En relisant les premiers chapitres de l’histoire de l’univers, les astronomes ont découvert un horde de gigantesques trous noirs qui semblent avoir mûri beaucoup plus rapidement que ce que les scientifiques pensaient possible.
Priyamvada Natarajan s’apparente à un biologiste cosmique. Elle étudie la vie de ces trous noirs précoces, objets si denses qu’ils emprisonnent toute matière et toute lumière à leur portée. En tant qu’étudiant diplômé en astronomie, Natarajan a été parmi les premiers à traiter trous noirs en tant que populations plutôt qu’objets individuels en étudiant leur taxonomie générale et leur évolution comme s’ils étaient des chauves-souris dans une forêt tropicale. Aujourd’hui astrophysicienne à l’Université de Yale, Natarajan continue d’étudier le comportement de ces animaux et se concentre sur la compréhension de leur naissance.
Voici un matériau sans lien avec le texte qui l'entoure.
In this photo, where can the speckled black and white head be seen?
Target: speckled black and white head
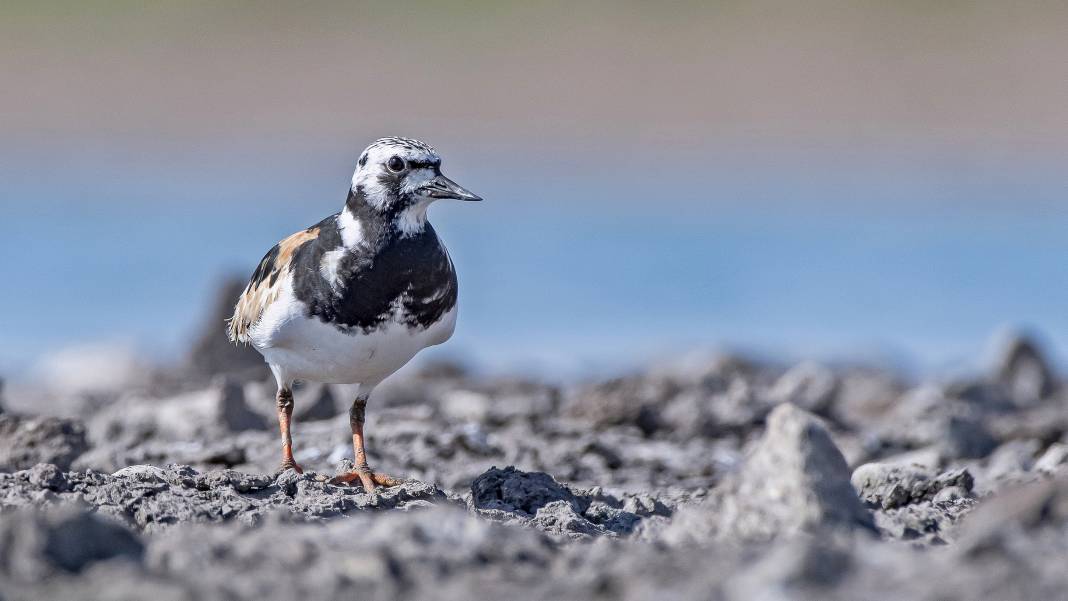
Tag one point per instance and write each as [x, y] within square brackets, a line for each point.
[398, 178]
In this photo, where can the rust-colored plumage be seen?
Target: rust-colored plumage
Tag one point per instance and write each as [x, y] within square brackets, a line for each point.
[266, 284]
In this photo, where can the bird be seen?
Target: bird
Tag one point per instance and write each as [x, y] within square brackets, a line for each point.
[354, 298]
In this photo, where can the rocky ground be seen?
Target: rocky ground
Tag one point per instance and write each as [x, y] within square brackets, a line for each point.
[725, 479]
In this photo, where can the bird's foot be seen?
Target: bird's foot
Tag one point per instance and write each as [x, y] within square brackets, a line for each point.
[291, 464]
[367, 478]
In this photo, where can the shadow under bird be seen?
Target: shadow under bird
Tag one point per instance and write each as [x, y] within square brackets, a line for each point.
[355, 297]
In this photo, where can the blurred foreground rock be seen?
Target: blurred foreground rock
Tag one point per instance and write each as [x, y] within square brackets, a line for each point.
[26, 441]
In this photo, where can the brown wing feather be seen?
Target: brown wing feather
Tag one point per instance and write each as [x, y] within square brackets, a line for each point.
[266, 284]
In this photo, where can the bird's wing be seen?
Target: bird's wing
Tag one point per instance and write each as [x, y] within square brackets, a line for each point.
[266, 284]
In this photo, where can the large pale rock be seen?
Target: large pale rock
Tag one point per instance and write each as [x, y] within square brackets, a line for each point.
[795, 480]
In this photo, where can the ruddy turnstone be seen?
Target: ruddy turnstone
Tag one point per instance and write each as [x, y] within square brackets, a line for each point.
[355, 297]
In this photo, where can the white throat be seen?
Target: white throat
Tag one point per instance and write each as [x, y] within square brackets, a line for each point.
[412, 220]
[351, 230]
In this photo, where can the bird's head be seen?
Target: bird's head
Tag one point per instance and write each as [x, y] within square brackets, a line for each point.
[398, 178]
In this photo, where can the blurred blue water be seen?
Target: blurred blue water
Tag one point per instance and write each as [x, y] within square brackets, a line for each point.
[581, 272]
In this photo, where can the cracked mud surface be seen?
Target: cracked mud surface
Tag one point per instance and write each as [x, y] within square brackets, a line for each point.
[729, 479]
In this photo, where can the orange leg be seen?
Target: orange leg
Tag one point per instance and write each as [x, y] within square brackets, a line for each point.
[361, 471]
[284, 401]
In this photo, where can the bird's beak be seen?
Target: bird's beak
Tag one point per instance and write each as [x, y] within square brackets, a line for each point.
[442, 187]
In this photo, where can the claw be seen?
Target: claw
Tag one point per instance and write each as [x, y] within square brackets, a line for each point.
[292, 465]
[368, 479]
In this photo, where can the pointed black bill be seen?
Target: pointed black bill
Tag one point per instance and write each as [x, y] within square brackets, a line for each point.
[442, 187]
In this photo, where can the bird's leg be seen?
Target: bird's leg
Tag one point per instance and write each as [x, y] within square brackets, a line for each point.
[361, 471]
[284, 402]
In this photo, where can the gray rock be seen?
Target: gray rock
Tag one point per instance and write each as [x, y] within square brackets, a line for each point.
[35, 546]
[26, 441]
[889, 485]
[231, 409]
[795, 480]
[809, 385]
[154, 499]
[524, 492]
[213, 353]
[1023, 370]
[1054, 459]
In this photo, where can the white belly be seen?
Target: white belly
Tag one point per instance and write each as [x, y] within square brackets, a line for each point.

Traditionnellement, les trous noirs se forment à la suite d’une grande explosion stellaire et grossissent en se régalant des réservoirs de gaz à proximité. Mais une poignée d’observations de trous noirs supermassifs dans le tout premier univers suggèrent qu’il y a plus à voir. En 2006, Natarajan et ses collègues ont proposé une nouvelle explication radicale sur la manière dont des disques de gaz pourraient s’effondrer directement en bébés trous noirs anormalement massifs sans jamais former d’étoile. L’année dernière, une observation conjointe du Télescope spatial James Webb (JWST) et l’observatoire de rayons X Chandra ont repéré un trou noir lointain et rayonnant qui semble enfin vérifier la prédiction de Natarajan.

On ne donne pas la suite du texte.